Há 14 anos no Canadá, o Analista de Sistemas Jorge Vieira diz que sua vida mudou a partir de uma palestra que participou em São Paulo em 1996. Ele conta que foi convidado por um amigo e se deslumbrou com a possibilidade de viver fora. “Eu queria obter uma experiência internacional e conhecer outra cultura, além de fazer cursos relacionados ao meu trabalho”. Naquela época não existia o processo imigratório do Quebec e Vieira fora contratado ainda no Brasil. “Eu mandei meu currículo para IBM em Toronto e depois de 3 entrevistas por telefone fui contratado. Respondi o resto do processo já no Canadá e a empresa ainda ajudou na parte final”, lembra. Ele ainda afirma que era muito normal naquela época, principalmente profissionais vindos da China, e que hoje isso raramente acontece devido ao grande número de profissionais no mercado. Porém, afirma nunca ter visto isso acontecer com nenhum outro profissional que não fosse da área de TI (Tecnologia da Informação). “A facilidade para esse tipo de profissional é muito grande por causa da linguagem e regulação da profissão junto a órgãos institucionais”, analisa Vieira. Depois da crise de 2001, Jorge foi para Calgary, na Província de Alberta, onde trabalhou num contrato por 3 anos. Hoje ele se encontra com a família em Ottawa e diz que encontraria trabalho em qualquer lugar, mas gosta do estilo da cidade. Planejava trabalhar nos Estados Unidos, mas desistiu da ideia com a crise de 2008. “A crise não atingiu tanto o meu setor e o Canadá se recuperou bem”, revela Vieira. “Porém, esta área é muito volátil e o profissional passa por muitos autos e baixos na carreira. Temos que estar bem preparados e estar sempre aprendendo”, completa.

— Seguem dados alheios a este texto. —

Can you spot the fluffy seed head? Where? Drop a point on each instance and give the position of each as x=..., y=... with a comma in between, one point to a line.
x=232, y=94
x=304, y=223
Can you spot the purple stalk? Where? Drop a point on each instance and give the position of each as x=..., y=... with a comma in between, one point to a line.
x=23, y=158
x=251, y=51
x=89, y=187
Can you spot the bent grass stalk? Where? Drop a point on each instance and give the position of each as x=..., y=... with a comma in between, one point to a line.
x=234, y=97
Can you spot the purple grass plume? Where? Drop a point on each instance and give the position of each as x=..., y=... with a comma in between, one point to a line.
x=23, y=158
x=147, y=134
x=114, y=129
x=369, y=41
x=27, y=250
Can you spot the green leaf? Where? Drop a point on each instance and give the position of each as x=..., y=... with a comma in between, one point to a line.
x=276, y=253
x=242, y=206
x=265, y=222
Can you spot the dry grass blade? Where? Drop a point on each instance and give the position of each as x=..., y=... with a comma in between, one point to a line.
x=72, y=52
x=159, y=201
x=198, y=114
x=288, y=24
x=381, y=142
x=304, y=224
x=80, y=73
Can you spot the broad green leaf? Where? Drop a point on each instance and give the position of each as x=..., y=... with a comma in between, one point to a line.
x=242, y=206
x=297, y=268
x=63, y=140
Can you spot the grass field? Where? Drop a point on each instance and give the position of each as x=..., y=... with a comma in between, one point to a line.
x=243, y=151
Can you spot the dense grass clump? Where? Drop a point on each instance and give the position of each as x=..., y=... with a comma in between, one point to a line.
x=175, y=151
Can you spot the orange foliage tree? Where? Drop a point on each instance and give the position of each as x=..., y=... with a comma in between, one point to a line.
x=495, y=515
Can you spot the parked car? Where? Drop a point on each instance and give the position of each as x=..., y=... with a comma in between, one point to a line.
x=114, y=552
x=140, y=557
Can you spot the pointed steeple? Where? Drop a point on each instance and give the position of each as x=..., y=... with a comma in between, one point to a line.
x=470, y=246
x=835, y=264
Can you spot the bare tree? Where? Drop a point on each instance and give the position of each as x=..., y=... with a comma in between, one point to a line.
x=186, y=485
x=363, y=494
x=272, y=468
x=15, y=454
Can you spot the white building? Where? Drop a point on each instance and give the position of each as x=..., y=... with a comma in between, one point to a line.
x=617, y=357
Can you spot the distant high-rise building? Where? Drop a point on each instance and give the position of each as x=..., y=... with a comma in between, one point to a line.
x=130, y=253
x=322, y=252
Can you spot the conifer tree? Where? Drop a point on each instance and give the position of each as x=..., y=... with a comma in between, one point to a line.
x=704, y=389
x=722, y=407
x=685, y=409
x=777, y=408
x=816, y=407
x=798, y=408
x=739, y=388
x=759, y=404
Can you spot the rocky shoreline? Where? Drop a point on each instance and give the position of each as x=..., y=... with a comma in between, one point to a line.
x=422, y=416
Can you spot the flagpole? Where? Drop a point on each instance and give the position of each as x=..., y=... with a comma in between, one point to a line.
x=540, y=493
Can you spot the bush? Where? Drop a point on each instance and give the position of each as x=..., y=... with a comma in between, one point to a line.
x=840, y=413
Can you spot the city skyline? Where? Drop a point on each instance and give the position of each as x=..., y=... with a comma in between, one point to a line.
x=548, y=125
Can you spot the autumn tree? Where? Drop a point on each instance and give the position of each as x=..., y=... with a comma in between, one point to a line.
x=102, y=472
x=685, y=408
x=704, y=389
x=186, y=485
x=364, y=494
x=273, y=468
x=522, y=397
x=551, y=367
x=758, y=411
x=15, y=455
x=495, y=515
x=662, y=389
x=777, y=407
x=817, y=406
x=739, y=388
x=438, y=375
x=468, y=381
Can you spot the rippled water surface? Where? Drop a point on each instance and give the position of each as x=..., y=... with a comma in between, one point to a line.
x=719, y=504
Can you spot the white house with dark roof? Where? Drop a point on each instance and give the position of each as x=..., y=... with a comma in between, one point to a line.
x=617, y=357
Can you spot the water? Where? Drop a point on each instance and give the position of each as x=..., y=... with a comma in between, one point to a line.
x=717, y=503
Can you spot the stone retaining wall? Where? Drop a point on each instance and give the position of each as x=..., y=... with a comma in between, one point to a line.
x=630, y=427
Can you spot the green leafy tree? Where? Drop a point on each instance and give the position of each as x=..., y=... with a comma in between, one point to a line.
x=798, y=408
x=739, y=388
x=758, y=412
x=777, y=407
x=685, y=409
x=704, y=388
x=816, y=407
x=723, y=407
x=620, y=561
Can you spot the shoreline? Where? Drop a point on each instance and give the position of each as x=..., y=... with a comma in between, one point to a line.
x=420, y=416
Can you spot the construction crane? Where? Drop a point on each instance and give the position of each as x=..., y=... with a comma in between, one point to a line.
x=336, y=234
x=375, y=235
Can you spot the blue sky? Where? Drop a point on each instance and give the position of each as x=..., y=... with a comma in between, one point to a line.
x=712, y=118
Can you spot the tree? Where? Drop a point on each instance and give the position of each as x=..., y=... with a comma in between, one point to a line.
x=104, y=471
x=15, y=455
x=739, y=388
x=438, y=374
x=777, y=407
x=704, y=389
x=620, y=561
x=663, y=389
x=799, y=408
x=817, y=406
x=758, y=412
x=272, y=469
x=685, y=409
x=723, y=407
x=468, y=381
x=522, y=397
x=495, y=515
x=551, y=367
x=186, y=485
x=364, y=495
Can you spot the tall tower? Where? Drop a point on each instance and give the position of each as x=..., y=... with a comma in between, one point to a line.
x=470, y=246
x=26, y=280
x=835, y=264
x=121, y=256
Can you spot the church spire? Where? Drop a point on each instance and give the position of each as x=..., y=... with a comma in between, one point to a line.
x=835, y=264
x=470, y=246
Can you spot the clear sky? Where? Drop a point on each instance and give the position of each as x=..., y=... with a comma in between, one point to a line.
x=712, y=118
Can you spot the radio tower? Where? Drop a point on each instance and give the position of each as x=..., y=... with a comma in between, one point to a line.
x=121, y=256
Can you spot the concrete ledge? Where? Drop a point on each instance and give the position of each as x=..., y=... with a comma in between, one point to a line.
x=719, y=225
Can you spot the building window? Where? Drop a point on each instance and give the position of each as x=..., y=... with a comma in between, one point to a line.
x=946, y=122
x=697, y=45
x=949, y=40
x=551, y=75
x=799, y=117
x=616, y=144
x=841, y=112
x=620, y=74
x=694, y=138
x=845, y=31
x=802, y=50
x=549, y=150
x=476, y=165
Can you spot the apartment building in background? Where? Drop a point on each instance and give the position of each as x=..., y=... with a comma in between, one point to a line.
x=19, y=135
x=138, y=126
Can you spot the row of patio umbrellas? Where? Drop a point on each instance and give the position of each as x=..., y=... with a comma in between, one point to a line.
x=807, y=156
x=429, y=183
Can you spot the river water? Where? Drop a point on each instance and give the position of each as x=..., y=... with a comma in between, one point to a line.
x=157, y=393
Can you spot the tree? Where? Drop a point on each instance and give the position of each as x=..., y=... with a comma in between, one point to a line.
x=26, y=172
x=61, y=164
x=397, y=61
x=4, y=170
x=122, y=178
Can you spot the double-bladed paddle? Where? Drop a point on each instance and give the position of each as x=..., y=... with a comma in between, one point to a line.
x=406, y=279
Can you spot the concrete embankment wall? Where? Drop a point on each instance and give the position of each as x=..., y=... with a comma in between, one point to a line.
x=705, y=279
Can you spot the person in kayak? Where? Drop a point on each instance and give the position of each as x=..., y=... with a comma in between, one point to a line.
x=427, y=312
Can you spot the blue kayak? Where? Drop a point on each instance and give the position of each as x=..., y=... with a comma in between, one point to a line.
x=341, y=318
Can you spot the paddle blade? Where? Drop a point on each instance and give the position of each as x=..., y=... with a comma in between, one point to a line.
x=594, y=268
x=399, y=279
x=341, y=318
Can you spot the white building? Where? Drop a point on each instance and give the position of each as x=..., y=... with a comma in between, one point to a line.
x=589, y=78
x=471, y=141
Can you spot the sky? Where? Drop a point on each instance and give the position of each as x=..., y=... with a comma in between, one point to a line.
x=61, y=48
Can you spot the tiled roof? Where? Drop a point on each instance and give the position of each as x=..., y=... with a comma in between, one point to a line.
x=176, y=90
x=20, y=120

Pedro Alcântara, economista pela Universidade de Brasília, mora em Toronto há 2 anos e está fazendo o curso novamente. “Prefiro refazer o curso aqui a ficar sem esperança num país bagunçado como o Brasil”, afirma. Pedro faz o curso a tempo pleno e se anima com a possibilidade de finalizar no ano que vem. Carmem Alcântara, sua esposa, já trabalha como programadora numa empresa de médio porte e diz: “o Canadá está interessado mesmo é nos nossos filhos. Eles aqui vão crescer e fazer parte da nova geração. A educação que terão vai ser daqui e pra eles tudo será mais fácil e natural”, analisa.
Realmente faltam profissionais qualificados no Canadá, independente da Província. Os que estão aqui sugerem que os profissionais de saúde no Brasil contenham a empolgação e analisem bem e detalhadamente o processo. Façam contatos com os que aqui estão, leiam reportagens, blogs, comentários e participem de fóruns. É muito importante estar bem informado e saber os seus limites. Nem tudo é um sonho. Cuidado, pois o sonho pode se tornar um grande pesadelo.
Como pedido, os nomes apresentados sofreram uma alteração vindo ao encontro à privacidade de cada um.